John Lehman made a big point about loosing surface ships as “…sometimes
necessary…” citing Midway.  How many do you think you could afford to
loose in this day and age, sir?  You nixed the Land Attack DD 21 in favor
of “Littorals’.  All four are out of San Diego because of Malacca.  Before
you tried to protect that 1200 miles of shoreline with rubber boats and
fifty caliber.  Think this is better?  You can bury effective missiles in
the sand with launchers made from nothing but liquid vinyl and sawdust. 
About anything else you would need can be picked up at Toys-R-Us.  Those
Littorals are now only targets.

General Ward,
Sir, there is one thing you will never do here.  You will never be able to
‘define the battlefield’.   A non-military for intel?  More shades of
Rummy, sir?
What is being shown as ‘prime target’?  If Algeria example, it will be the
UN.
Of course.  See ‘play’ at link above.

Ambassador Yates,
Ahmadinejad states recently that he is holding another unspecified card
re: nukes.  What do you imagine this is?  See also play at link above.
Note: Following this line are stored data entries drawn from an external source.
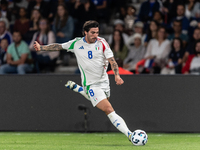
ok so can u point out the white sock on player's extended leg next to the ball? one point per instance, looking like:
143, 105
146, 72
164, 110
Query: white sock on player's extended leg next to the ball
119, 123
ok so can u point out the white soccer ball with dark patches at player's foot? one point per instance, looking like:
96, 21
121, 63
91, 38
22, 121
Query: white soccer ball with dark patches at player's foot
139, 137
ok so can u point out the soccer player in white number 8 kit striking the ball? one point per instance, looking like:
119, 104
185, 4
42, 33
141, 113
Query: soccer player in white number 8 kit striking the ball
93, 54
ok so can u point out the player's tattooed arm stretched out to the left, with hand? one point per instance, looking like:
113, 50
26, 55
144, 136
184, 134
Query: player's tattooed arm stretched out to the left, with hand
50, 47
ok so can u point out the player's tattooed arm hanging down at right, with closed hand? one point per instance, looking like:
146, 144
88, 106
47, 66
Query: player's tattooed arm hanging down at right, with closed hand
115, 69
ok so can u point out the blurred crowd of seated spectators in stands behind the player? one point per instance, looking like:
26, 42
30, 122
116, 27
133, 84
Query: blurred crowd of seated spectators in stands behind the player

Hedley Donovan was the best at naval intelligence in WW II.  (Song from
South Pacific, ‘Happy Talk’ was tribute.) Once in Hawaii he had only a
short time to locate Jap fleet.  He puts out simple directive to spies on
every island.  They had to go down to the local bar and report the talk as
either ‘happy’ or ‘serious’, nothing in-between.  With just this he
located fleet at Leyte Gulf.  In the same sense if you want to see what is
‘connecting’ in Africa watch for those ‘army’ Toyota pick-ups that have
the most females with the soldiers (as Lebanon).  But that won’t even do.